Which solution meets these requirements?
An insurance company has raw data in JSON format that is sent without a predefined schedule through an Amazon Kinesis Data Firehose delivery stream to an Amazon S3 bucket. An AWS Glue crawler is scheduled to run every 8 hours to update the schema in the data catalog of the tables stored in the S3 bucket. Data analysts analyze the data using Apache Spark SQL on Amazon EMR set up with AWS Glue Data Catalog as the metastore.
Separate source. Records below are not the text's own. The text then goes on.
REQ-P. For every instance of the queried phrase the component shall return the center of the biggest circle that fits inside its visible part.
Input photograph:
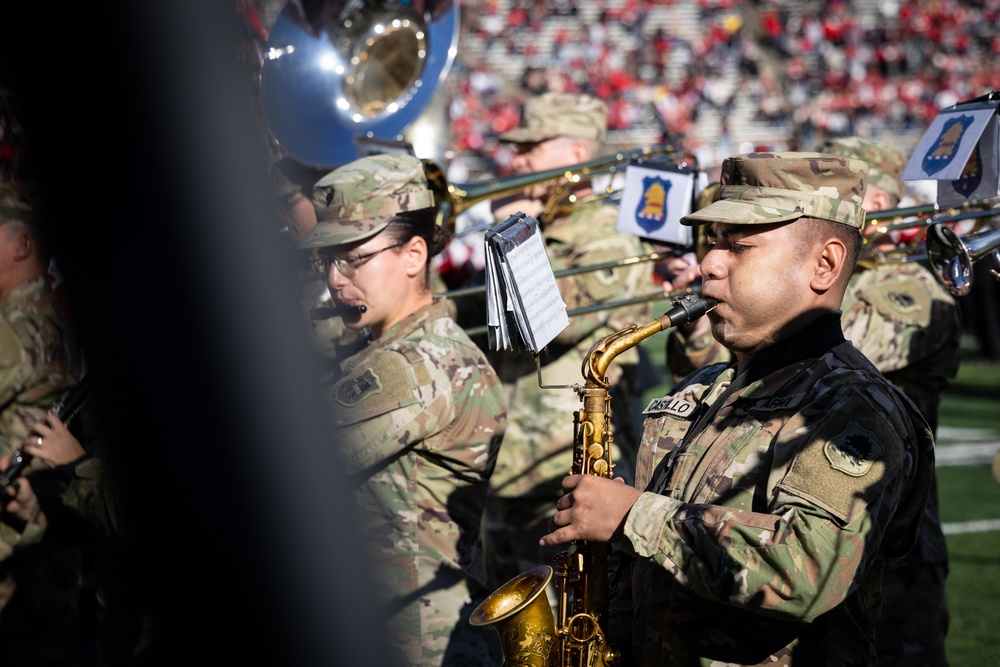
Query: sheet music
(522, 294)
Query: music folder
(524, 307)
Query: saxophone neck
(685, 309)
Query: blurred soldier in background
(420, 412)
(908, 325)
(560, 130)
(39, 583)
(771, 490)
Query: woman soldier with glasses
(420, 411)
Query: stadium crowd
(808, 69)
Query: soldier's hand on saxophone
(593, 508)
(771, 489)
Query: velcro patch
(777, 403)
(854, 453)
(672, 405)
(839, 474)
(382, 384)
(903, 300)
(356, 389)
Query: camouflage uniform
(38, 360)
(423, 415)
(420, 416)
(537, 447)
(38, 365)
(908, 326)
(761, 537)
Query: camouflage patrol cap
(885, 163)
(553, 115)
(762, 188)
(358, 200)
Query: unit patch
(672, 405)
(855, 453)
(903, 300)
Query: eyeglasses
(348, 266)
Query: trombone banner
(961, 150)
(655, 198)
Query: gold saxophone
(519, 610)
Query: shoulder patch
(903, 300)
(855, 453)
(841, 473)
(385, 383)
(672, 405)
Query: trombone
(952, 256)
(455, 198)
(885, 223)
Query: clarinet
(65, 409)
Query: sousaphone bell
(339, 69)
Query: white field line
(983, 526)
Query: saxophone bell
(519, 610)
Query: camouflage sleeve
(686, 354)
(90, 494)
(13, 363)
(903, 320)
(16, 534)
(833, 487)
(387, 405)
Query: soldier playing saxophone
(771, 490)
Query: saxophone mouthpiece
(327, 312)
(688, 308)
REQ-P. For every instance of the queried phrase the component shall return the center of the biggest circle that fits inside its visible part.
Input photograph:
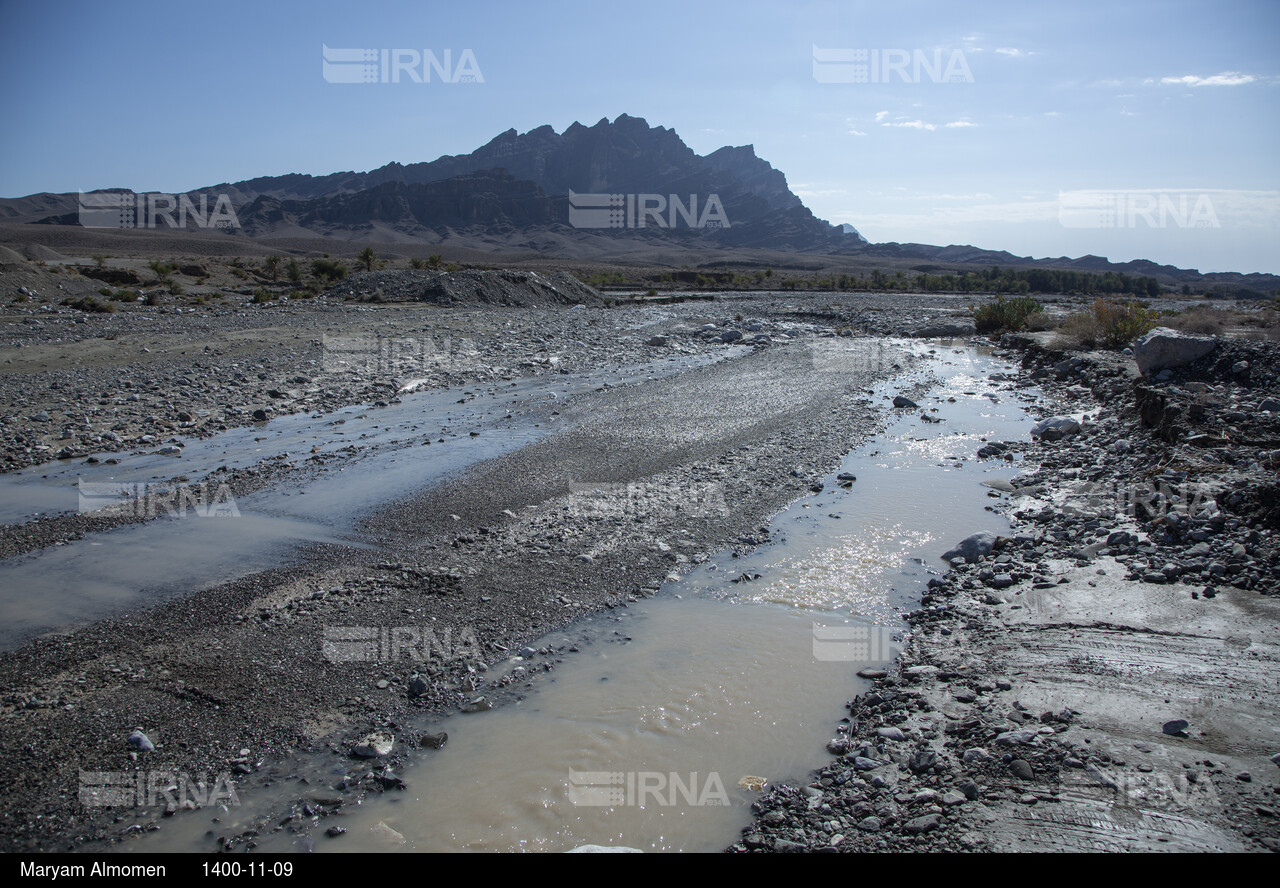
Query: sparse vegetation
(91, 305)
(1107, 324)
(328, 269)
(1005, 314)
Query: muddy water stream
(400, 448)
(643, 732)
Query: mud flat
(233, 676)
(1105, 677)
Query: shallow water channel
(106, 573)
(643, 733)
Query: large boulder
(1055, 428)
(1164, 348)
(972, 548)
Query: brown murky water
(643, 737)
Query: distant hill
(621, 190)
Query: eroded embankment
(1104, 677)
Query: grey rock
(1023, 737)
(1020, 769)
(972, 548)
(922, 760)
(926, 824)
(944, 330)
(1164, 348)
(374, 746)
(1055, 428)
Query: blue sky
(1125, 129)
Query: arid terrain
(1101, 677)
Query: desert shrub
(1109, 324)
(90, 303)
(328, 269)
(1002, 314)
(1200, 319)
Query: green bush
(1002, 314)
(1109, 324)
(90, 303)
(328, 269)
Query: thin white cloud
(1225, 78)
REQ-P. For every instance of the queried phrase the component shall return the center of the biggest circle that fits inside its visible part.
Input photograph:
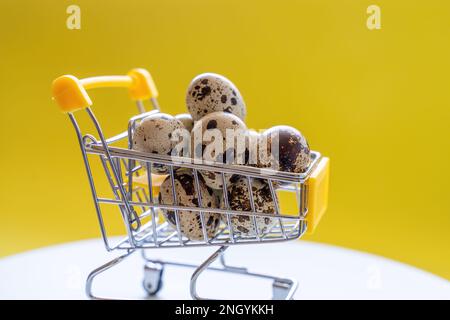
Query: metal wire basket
(133, 190)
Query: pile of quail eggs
(215, 103)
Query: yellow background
(376, 102)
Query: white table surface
(323, 271)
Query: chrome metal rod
(101, 269)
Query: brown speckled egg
(154, 135)
(292, 154)
(186, 193)
(203, 136)
(239, 200)
(210, 92)
(186, 119)
(252, 140)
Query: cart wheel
(283, 289)
(152, 282)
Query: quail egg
(210, 92)
(186, 119)
(287, 150)
(186, 195)
(239, 200)
(154, 135)
(218, 137)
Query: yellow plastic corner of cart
(317, 194)
(69, 94)
(143, 86)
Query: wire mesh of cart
(133, 190)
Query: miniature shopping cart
(133, 191)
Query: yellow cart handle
(70, 92)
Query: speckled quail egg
(154, 135)
(186, 195)
(210, 92)
(252, 140)
(239, 200)
(292, 154)
(204, 146)
(186, 119)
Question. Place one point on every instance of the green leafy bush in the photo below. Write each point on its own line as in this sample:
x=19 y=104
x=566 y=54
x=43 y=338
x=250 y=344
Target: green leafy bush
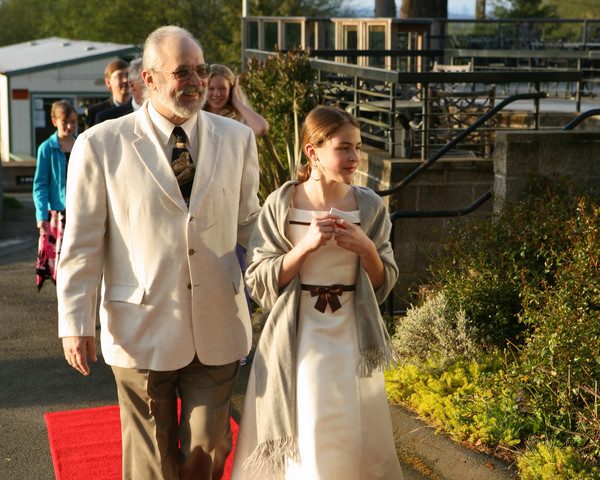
x=561 y=356
x=485 y=264
x=528 y=282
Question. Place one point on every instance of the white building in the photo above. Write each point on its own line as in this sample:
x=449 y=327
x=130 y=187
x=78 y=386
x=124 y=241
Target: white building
x=33 y=75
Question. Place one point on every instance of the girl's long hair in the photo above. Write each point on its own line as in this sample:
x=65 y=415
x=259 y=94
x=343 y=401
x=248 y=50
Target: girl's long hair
x=319 y=127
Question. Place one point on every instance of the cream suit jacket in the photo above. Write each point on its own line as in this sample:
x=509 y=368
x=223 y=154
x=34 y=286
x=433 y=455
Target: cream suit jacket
x=171 y=282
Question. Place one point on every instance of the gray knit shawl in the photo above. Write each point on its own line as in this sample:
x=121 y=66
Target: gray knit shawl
x=274 y=364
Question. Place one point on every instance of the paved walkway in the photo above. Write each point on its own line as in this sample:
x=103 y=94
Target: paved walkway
x=35 y=378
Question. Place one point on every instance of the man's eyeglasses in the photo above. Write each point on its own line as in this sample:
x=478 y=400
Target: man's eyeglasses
x=183 y=74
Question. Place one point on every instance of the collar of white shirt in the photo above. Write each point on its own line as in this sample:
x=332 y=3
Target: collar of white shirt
x=164 y=128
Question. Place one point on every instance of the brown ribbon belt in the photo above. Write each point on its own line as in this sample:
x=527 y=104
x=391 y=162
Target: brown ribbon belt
x=328 y=295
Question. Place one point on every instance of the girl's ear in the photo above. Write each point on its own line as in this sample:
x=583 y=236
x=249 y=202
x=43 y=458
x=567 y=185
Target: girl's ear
x=311 y=151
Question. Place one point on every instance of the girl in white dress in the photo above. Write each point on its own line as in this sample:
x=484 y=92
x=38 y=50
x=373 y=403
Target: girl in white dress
x=316 y=407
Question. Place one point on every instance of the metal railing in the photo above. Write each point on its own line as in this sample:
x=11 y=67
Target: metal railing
x=385 y=101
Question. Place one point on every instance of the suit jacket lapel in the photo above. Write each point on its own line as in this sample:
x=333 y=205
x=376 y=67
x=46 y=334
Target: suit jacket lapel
x=151 y=153
x=205 y=160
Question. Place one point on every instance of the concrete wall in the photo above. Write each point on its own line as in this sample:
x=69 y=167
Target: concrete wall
x=452 y=184
x=550 y=154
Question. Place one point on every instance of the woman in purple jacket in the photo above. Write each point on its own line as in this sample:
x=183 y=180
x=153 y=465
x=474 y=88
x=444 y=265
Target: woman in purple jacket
x=49 y=186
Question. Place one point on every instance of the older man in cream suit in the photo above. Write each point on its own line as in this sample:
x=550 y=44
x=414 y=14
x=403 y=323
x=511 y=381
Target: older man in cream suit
x=174 y=319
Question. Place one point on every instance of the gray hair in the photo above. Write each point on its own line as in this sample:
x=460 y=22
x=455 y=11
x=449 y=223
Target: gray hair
x=153 y=56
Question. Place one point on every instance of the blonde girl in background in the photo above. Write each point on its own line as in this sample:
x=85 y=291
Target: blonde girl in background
x=226 y=98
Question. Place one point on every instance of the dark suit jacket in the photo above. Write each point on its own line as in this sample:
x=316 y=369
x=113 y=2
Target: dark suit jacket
x=93 y=110
x=114 y=112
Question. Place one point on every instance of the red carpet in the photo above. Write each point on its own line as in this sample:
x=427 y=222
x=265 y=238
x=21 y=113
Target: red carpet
x=86 y=444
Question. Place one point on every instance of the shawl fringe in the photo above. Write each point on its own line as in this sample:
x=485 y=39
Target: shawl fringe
x=270 y=457
x=376 y=357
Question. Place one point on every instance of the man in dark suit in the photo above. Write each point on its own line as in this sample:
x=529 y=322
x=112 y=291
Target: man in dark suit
x=115 y=77
x=136 y=85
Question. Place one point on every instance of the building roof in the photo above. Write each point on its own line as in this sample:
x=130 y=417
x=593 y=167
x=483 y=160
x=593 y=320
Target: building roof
x=53 y=52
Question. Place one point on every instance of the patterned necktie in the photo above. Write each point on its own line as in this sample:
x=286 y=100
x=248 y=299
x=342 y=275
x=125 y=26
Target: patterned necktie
x=182 y=164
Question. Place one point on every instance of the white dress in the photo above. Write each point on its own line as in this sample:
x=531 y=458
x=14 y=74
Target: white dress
x=344 y=425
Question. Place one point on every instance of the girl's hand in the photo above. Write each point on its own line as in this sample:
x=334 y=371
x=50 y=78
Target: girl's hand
x=321 y=230
x=235 y=93
x=43 y=226
x=319 y=233
x=352 y=238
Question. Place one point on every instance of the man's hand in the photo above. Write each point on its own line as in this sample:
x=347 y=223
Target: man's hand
x=76 y=349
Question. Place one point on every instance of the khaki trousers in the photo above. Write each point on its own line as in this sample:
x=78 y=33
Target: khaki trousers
x=154 y=446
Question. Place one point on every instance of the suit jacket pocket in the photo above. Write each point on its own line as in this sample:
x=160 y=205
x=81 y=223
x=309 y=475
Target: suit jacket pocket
x=124 y=293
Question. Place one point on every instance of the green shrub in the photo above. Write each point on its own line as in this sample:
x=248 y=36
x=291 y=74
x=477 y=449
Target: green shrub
x=546 y=461
x=472 y=401
x=485 y=264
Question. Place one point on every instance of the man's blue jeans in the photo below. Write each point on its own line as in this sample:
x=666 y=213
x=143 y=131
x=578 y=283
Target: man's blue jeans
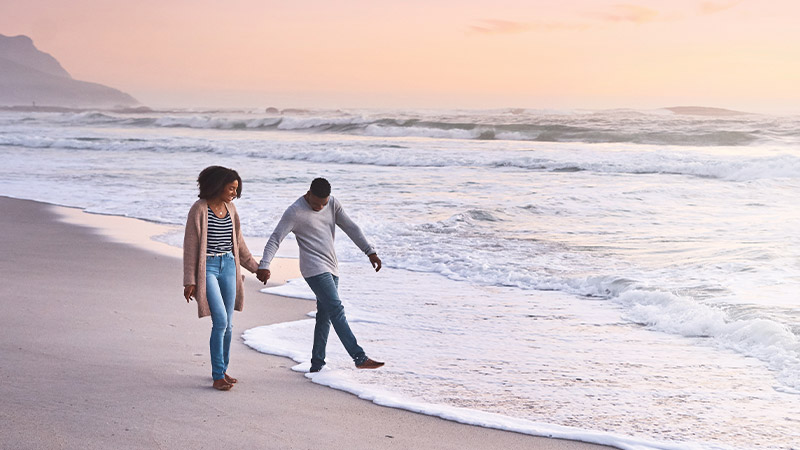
x=330 y=311
x=221 y=294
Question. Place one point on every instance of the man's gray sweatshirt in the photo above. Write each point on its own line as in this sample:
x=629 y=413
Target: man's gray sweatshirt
x=314 y=231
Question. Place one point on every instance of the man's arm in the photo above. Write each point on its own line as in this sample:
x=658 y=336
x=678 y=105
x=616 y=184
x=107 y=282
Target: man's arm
x=284 y=227
x=356 y=235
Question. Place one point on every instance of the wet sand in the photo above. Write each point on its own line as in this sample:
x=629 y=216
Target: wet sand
x=100 y=350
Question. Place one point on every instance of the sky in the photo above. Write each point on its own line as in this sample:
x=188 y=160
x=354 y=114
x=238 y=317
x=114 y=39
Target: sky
x=559 y=54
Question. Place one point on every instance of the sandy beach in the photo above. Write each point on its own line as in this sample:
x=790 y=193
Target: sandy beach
x=100 y=351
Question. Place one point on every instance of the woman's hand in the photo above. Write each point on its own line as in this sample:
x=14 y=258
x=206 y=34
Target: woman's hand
x=188 y=292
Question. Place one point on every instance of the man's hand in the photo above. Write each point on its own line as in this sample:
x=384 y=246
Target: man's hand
x=376 y=262
x=188 y=292
x=263 y=275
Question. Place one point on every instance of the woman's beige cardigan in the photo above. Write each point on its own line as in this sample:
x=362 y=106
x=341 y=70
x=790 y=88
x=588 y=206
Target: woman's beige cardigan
x=194 y=255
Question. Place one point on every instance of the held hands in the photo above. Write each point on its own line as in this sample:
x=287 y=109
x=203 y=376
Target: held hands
x=188 y=292
x=376 y=262
x=263 y=275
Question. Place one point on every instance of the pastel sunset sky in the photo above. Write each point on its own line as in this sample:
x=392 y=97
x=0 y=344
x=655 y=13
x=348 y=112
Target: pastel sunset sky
x=739 y=54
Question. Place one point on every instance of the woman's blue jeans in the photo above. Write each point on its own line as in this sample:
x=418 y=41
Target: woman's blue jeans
x=330 y=311
x=221 y=294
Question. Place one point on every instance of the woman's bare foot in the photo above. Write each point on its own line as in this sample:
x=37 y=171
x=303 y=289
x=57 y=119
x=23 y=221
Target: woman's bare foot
x=222 y=385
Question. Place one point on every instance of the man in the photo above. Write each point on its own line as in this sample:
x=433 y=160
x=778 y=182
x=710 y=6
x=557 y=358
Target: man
x=313 y=219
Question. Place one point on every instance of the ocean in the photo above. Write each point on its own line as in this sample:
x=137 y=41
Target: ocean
x=622 y=277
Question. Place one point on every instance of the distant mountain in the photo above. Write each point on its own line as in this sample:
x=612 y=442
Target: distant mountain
x=704 y=111
x=29 y=76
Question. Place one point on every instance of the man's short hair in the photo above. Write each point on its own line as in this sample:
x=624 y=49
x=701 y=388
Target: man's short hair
x=321 y=188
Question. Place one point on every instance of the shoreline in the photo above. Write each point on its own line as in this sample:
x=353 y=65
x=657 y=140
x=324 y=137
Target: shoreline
x=112 y=356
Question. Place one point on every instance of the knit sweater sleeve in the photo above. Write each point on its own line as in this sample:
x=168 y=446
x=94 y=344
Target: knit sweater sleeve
x=246 y=259
x=191 y=247
x=284 y=227
x=352 y=230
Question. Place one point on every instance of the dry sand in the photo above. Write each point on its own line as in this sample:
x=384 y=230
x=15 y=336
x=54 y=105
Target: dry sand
x=100 y=351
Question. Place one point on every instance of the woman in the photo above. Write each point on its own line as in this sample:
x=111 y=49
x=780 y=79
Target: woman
x=213 y=250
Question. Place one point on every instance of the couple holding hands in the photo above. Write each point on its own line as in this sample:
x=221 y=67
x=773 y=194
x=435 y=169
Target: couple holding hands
x=214 y=250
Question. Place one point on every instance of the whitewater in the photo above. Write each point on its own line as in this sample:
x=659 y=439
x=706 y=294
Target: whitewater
x=622 y=277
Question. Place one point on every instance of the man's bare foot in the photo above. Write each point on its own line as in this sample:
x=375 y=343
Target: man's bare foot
x=222 y=385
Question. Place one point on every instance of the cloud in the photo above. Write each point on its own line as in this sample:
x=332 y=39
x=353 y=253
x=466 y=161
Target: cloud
x=713 y=7
x=495 y=26
x=629 y=13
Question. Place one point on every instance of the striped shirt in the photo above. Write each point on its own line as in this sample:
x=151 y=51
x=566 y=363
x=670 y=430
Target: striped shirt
x=220 y=233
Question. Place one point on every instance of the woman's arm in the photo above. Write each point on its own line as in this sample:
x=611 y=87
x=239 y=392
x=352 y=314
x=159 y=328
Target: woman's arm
x=246 y=259
x=191 y=247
Data analysts say that, occasionally, the data they receive is stale. A data engineer needs to provide access to the most up-to-date data.
Which solution meets these requirements?
A . Create an external schema based on the AWS Glue Data Catalog on the existing Amazon Redshift cluster to query new data in Amazon S3 with Amazon Redshift Spectrum.
B . Use Amazon CloudWatch Events with the rate (1 hour) expression to execute the AWS Glue crawler every hour.
C . Using the AWS CLI, modify the execution schedule of the AWS Glue crawler from 8 hours to 1 minute.
D . Run the AWS Glue crawler from an AWS Lambda function triggered by an S3:ObjectCreated:* event notification on the S3 bucket.
Answer: D
Explanation:
https://docs.aws.amazon.com/AmazonS3/latest/dev/NotificationHowTo.html "you can use a wildcard (for example, s3:ObjectCreated:*) to request notification when an object is created regardless of the API used" "AWS Lambda can run custom code in response to Amazon S3 bucket events. You upload your custom code to AWS Lambda and create what is called a Lambda function. When Amazon S3 detects an event of a specific type (for example, an object created event), it can publish the event to AWS Lambda and invoke your function in Lambda. In response, AWS Lambda runs your function."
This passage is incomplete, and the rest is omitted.